Einsprüche der Opposition im Bundesrat

4. Mai 2020

Bader: Der Bundesrat beschließt heute wichtige Gesetze zur Bewältigung der Coronakrise

ÖVP-Fraktionsobmann der ÖVP-Bundesräte: Einsprüche der Opposition sind legitimes demokratisches Recht

Die heutige Sitzung des Bundesrates wurde einberufen, um wichtige Gesetze, die der Nationalrat zum weiteren Umgang mit der Coronakrise beschlossen hat, möglichst rasch in Kraft zu setzen. Allerdings hatte die Opposition bereits angekündigt, mehrere Gesetzesvorlagen zu beeinspruchen. „Mit den heutigen Beschlüssen des Bundesrates treten wichtige Gesetze rasch in Kraft. Das ist im Sinne von Bevölkerung und Wirtschaft. Einsprüche gegen manche Gesetzesvorlagen sind aber möglich und natürlich auch ein demokratisch legitimes Recht“, betonte der ÖVP-Fraktionsobmann Bundesrat Karl Bader vor Beginn der Sitzung. „Wir haben die Gesetzesvorschläge besten Wissens und Gewissens erarbeitet und eingebracht. Wenn es da und dort andere Meinungen gibt, so müssen wir diese Einsprüche zur Kenntnis nehmen. Der Nationalrat wird in einer Sitzung Beharrungsbeschlüsse fassen. So können auch die vorgesehenen Maßnahmen raschestmöglich umgesetzt werden.“

Am Ende wurden vier der 13 vom Nationalrat zuletzt beschlossenen COVID-19-Gesetze beeinsprucht. SPÖ und FPÖ nutzten ihre Mehrheit in der Länderkammer, um die Novellen zum Epidemiegesetz und zum Freiwilligengesetz sowie das Finanz- und Steuerpaket zurück an den Nationalrat zu schicken. Gleiches gilt für die rechtlichen Grundlagen für das Wiederhochfahren des Behördenbetriebs. Die Gutscheinlösung für abgesagte Kultur- und Sportveranstaltungen, die SPÖ und FPÖ im Nationalrat ebenfalls gemeinsam abgelehnt hatten, hat die Länderkammer hingegen ohne Veto passiert.

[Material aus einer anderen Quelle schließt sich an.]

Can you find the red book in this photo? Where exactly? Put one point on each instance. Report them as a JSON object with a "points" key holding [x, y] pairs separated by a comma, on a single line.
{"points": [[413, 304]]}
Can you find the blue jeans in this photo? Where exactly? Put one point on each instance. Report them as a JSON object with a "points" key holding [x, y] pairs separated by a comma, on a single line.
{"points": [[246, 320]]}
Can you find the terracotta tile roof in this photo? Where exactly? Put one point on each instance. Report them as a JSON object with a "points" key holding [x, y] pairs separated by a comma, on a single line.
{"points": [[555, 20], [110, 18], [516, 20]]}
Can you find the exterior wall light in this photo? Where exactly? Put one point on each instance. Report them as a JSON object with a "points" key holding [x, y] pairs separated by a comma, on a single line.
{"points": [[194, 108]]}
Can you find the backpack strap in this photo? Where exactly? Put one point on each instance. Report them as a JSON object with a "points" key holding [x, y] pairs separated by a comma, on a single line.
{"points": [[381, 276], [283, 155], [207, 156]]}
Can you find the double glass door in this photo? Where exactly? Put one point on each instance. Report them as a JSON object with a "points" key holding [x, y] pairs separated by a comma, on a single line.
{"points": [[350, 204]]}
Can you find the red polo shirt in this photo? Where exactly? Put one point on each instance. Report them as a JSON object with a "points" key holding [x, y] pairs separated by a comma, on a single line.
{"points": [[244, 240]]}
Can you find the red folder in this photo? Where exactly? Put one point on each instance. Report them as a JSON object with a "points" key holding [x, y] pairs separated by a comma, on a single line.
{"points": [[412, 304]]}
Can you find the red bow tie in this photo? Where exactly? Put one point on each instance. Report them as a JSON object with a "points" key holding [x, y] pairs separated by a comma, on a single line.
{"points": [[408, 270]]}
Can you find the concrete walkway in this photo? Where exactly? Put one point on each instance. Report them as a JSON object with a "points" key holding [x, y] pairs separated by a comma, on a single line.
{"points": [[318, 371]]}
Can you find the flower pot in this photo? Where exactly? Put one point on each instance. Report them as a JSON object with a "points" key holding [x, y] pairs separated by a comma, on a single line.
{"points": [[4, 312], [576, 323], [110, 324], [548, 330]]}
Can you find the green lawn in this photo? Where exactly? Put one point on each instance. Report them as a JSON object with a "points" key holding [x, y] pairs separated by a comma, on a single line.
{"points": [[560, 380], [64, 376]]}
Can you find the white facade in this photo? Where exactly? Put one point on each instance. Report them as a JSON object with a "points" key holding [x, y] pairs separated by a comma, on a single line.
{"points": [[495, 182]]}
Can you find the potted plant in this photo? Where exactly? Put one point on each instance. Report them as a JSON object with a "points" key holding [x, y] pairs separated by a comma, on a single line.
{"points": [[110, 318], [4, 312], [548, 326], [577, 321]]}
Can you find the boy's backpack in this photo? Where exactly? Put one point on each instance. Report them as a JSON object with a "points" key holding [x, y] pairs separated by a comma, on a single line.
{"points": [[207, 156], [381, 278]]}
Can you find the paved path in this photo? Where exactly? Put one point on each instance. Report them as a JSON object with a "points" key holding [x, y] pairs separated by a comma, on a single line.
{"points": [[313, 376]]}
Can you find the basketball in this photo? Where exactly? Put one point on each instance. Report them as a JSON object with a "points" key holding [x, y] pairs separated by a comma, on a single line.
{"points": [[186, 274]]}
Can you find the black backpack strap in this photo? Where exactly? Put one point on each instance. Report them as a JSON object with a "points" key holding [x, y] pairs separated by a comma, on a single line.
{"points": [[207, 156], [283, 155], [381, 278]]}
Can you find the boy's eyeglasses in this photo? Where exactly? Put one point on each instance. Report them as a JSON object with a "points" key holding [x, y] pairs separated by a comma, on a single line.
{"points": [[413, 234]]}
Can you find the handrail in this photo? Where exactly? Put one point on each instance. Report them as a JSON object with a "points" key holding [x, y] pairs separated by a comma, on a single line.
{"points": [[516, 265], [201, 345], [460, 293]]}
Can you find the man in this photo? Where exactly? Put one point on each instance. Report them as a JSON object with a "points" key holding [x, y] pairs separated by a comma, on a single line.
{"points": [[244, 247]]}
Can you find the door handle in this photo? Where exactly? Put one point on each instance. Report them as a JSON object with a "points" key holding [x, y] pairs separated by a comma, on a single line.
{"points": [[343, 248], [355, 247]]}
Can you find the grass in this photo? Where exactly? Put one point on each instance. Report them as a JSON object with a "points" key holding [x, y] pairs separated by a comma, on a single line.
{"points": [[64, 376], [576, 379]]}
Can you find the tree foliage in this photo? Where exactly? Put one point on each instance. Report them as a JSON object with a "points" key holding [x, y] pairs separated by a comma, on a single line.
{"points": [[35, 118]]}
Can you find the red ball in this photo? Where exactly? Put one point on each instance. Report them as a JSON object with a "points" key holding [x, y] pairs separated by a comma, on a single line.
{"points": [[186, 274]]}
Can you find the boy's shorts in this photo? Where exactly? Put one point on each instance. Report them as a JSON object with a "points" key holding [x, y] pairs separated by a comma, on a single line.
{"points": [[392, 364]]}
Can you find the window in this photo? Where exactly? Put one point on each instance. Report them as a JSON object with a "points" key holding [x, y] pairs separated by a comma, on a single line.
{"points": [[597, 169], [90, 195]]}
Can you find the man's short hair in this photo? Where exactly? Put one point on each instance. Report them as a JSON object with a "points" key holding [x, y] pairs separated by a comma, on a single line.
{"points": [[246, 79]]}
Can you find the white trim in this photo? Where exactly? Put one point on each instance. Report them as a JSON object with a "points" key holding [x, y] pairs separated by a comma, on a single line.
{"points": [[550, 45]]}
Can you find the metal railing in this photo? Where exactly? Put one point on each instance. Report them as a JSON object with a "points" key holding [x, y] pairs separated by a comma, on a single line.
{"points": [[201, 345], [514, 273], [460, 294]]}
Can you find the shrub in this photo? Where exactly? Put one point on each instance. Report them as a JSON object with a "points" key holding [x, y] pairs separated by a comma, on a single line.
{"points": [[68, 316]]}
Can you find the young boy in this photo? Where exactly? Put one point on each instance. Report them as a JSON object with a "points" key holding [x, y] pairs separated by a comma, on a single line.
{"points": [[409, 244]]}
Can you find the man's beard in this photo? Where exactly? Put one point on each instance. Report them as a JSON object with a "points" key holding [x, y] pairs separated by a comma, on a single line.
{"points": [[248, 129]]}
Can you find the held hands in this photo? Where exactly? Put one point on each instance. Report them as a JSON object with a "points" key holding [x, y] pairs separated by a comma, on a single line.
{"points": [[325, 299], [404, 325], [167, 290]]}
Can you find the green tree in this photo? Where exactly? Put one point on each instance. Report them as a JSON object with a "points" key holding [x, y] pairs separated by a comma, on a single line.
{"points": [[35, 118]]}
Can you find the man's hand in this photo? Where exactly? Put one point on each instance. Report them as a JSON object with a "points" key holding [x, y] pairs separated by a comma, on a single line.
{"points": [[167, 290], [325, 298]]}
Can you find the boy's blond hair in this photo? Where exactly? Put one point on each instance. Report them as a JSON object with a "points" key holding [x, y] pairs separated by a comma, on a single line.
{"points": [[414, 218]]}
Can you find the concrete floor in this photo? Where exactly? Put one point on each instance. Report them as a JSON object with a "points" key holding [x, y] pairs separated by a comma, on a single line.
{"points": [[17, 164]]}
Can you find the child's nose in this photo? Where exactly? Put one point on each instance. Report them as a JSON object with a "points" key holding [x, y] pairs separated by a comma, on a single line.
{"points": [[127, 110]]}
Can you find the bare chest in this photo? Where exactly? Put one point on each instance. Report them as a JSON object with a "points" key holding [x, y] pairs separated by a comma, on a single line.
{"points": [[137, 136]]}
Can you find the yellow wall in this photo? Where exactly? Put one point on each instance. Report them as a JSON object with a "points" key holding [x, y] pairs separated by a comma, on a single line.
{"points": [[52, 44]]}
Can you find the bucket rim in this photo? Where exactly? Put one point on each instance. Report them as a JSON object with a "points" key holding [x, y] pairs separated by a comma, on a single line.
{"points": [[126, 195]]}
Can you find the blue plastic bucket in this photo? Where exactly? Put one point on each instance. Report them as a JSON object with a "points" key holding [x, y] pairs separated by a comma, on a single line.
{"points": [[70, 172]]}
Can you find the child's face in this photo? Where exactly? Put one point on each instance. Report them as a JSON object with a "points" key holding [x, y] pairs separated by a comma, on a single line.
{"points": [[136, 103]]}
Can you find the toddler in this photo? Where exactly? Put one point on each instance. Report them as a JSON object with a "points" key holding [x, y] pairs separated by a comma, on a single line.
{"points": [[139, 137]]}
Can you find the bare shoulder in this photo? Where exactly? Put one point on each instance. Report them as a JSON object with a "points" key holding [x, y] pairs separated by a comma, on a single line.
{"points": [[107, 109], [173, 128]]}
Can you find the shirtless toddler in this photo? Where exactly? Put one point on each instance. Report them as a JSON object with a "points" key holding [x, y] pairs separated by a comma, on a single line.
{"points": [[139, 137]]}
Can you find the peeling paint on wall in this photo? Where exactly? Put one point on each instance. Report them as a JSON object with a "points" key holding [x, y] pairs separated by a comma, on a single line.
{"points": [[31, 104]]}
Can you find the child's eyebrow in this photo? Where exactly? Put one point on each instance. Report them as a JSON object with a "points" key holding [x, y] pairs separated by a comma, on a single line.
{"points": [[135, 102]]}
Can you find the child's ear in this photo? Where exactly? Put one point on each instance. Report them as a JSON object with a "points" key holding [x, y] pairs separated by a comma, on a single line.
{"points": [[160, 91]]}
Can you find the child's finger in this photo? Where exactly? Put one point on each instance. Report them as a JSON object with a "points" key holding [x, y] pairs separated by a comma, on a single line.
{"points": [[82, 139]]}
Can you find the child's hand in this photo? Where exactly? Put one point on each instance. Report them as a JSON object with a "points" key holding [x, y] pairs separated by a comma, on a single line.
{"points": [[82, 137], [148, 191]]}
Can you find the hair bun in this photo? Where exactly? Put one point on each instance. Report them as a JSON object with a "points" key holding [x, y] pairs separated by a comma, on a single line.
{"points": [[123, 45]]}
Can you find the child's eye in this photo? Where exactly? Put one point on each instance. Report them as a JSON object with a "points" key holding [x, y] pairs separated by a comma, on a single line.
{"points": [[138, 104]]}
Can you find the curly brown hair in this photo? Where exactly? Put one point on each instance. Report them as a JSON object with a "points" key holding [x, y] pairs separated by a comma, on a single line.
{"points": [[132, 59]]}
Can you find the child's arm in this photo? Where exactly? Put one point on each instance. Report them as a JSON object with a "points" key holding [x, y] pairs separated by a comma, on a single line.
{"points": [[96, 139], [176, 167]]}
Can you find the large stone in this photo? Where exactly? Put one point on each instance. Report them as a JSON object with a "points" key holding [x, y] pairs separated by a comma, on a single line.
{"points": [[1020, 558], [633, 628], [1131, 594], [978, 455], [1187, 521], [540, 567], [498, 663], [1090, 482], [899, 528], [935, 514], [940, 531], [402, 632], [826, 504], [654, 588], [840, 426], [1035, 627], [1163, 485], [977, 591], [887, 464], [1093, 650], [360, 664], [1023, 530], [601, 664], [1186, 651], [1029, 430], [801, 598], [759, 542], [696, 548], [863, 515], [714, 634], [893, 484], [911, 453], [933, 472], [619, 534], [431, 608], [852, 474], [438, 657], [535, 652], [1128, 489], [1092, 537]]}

Der Nationalrat hat nun die Möglichkeit, Beharrungsbeschlüsse zu fassen und die Länderkammer des Parlaments damit zu überstimmen. Dazu ist für Mittwoch, den 13. Mai eine Sitzung anberaumt. Die betroffenen Bestimmungen – unter anderem Auflagen für künftig wieder erlaubte Veranstaltungen, die Einrichtung eines COVID-19-Screening-Registers, die Befreiung von Schutzmasken von der Umsatzsteuerpflicht und gesetzliche Grundlagen für audiovisuelle Verhandlungen auch in Verwaltungsverfahren – können damit aber in jedem Fall erst verzögert in Kraft treten.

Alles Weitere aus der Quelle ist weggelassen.